The user experience of a designer clothing online store

House of Fraser
House of Fraser, the UK designer clothing retailer, has recently launched their first e-commerce site.

Paul Rouke has posted a long user experience review “looking at how persuasion architecture has been adopted, key browsing functionality provided and the overall shopping experience you can expect at this new luxury online store”. He calls it a “user experience triumph“.

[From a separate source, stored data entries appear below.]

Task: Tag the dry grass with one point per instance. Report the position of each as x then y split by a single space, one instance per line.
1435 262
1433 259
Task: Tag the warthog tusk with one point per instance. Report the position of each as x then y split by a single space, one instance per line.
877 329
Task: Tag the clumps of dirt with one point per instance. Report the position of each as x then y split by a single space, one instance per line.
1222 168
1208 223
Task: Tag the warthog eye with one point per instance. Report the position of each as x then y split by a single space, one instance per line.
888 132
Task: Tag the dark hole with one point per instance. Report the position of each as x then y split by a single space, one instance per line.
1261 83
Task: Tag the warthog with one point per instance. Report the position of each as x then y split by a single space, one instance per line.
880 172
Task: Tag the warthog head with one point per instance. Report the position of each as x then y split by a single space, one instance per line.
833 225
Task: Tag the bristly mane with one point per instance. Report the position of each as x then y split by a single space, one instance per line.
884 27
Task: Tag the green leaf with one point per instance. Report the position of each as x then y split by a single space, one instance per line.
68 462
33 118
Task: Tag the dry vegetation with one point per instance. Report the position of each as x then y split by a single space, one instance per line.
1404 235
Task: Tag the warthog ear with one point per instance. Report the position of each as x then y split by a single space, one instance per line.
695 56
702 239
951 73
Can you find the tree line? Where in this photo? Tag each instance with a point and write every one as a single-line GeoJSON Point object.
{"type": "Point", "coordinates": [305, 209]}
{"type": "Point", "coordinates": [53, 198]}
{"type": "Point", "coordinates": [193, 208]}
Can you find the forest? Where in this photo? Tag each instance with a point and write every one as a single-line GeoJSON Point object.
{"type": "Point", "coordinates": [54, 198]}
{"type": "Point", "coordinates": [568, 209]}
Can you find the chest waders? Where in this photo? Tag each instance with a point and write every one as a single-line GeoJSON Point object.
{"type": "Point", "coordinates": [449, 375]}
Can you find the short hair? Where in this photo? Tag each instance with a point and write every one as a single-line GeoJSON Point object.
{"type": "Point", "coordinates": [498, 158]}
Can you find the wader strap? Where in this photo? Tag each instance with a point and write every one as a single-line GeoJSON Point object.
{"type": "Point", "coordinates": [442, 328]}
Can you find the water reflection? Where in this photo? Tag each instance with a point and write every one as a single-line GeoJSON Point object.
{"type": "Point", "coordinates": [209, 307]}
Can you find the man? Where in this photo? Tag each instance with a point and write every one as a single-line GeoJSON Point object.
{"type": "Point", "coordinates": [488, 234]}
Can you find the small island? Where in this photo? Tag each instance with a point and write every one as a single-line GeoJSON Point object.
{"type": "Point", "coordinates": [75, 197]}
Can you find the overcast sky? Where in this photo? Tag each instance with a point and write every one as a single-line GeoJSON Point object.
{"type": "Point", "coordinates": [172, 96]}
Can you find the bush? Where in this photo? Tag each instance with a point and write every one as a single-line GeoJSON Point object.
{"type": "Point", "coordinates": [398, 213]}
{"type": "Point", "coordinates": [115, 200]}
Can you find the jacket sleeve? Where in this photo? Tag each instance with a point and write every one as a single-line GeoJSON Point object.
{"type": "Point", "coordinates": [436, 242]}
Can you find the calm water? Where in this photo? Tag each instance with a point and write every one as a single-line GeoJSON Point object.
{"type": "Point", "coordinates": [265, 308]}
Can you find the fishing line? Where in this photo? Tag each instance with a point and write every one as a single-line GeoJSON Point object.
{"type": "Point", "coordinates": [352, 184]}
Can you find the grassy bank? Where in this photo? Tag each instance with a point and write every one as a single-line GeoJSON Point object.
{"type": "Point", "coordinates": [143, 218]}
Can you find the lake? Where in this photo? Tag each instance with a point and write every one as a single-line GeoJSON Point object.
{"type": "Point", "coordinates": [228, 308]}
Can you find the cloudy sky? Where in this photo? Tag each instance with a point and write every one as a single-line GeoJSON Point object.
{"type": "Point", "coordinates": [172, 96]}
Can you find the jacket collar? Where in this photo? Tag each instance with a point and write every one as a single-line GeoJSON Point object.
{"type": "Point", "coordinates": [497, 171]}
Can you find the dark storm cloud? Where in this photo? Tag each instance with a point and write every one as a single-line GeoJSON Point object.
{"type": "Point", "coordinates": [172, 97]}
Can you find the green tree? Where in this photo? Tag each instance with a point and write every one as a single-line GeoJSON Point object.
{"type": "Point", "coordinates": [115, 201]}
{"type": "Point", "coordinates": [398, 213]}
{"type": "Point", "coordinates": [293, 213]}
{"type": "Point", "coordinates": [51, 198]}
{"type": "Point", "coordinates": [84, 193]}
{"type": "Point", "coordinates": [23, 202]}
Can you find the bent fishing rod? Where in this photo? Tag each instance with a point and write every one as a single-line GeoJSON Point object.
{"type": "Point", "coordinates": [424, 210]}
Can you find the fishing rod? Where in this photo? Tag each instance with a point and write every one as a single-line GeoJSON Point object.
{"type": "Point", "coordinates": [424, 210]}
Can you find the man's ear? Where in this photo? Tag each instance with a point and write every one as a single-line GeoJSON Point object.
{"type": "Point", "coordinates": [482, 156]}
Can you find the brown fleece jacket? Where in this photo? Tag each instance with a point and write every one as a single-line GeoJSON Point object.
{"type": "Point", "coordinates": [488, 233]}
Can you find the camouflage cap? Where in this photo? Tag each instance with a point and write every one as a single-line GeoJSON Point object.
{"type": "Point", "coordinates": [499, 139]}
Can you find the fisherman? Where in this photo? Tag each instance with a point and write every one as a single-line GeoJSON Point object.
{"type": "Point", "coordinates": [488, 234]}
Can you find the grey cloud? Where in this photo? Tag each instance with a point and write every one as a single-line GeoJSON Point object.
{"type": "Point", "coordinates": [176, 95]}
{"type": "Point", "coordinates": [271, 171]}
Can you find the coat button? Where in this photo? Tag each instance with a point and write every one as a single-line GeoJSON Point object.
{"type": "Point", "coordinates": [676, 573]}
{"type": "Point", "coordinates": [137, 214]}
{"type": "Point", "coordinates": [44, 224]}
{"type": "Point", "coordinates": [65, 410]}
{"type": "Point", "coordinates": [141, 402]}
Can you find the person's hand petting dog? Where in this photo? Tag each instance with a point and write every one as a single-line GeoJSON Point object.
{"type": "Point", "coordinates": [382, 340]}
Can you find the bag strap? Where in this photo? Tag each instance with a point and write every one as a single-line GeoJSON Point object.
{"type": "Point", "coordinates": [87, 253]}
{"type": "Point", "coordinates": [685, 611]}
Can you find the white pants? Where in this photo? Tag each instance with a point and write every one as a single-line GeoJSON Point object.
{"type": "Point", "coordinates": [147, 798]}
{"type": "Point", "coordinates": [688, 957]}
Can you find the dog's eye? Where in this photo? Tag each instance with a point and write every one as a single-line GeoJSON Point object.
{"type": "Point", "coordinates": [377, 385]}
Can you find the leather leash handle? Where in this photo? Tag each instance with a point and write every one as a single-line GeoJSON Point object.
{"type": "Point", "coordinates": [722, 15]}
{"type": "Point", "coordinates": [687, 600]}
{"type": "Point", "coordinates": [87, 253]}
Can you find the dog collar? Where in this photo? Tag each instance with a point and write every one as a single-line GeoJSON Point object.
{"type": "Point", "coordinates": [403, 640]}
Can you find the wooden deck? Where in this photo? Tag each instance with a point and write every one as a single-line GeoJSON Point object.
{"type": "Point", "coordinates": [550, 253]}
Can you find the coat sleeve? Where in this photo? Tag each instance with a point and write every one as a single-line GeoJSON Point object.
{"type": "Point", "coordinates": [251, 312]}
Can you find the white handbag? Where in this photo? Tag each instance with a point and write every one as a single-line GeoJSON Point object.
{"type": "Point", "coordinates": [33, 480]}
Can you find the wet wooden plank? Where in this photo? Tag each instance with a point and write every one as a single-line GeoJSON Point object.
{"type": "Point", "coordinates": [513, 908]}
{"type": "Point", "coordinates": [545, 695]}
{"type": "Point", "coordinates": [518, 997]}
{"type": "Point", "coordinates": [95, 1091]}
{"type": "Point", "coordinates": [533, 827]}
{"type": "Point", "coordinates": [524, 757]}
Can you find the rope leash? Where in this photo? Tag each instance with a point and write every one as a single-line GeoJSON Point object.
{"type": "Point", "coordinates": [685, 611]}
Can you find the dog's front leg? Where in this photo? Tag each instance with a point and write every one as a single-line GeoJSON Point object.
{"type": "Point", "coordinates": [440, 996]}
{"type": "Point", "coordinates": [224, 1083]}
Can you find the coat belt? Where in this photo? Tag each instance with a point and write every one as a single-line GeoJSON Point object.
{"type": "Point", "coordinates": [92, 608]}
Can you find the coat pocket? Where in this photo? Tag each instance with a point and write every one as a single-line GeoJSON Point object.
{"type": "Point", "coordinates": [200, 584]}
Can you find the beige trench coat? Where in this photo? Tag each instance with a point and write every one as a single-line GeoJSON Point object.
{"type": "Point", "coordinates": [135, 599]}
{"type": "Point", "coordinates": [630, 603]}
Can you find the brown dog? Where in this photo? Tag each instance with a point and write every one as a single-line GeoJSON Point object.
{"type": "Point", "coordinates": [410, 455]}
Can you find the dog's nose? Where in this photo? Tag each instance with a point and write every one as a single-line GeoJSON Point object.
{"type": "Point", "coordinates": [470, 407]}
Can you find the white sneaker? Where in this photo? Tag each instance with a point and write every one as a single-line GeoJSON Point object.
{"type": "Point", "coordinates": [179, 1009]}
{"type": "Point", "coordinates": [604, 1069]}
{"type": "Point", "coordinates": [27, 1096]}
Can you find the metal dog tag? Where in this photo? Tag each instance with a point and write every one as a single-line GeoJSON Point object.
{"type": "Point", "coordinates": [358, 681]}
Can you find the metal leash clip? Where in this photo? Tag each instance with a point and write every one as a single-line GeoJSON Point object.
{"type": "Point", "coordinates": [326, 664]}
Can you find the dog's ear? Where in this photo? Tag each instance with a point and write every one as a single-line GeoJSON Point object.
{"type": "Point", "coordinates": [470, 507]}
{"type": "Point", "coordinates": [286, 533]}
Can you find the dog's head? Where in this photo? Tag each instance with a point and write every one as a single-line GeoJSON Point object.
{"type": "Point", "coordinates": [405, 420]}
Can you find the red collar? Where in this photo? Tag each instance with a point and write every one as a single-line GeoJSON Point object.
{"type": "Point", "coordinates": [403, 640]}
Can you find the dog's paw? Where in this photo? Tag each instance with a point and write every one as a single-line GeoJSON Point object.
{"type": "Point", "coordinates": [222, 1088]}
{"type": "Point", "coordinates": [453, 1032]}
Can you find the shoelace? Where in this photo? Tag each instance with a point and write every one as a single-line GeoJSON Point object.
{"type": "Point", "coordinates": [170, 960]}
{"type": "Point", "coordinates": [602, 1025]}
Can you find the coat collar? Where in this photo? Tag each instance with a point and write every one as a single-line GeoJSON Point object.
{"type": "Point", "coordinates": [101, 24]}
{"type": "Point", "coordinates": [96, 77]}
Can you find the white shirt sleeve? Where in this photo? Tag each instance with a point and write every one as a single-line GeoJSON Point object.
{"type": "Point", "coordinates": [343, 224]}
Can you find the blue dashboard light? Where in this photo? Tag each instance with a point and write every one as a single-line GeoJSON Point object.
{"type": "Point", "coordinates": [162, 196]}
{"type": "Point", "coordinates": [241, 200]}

Putting brands at what appears to be the forefront of their online strategy, the new House of Fraser website provides an almost immediate synergy between their online experience and the aspirations of the brand hungry visitor. On first view the site provides all the features and functionality you would expect from a site which has been developed using what I expect would have been a user centered design approach – high visibility of the search functionality and shopping basket (inc. summary of key info, a useful mini basket dropdown feature and the login/register links), clearly labeled and intuitive category navigation, a clear, best practice modeled checkout process and a strong focus on persuasion architecture.

He concludes:

Irrespective of the possible user experience improvements that could be introduced, House of Fraser have produced an excellent e-commerce website which perfectly suits its target audience and compliments its high street presence. With a degree of richer user experience functionality introduced, and a clear focus on branding and imagery, whilst adopting very much a user centered design approach and significant persuasion architecture techniques, House of Fraser’s first transactional web presence is destined to be a great success and very much a destination website for style and brand driven online shoppers.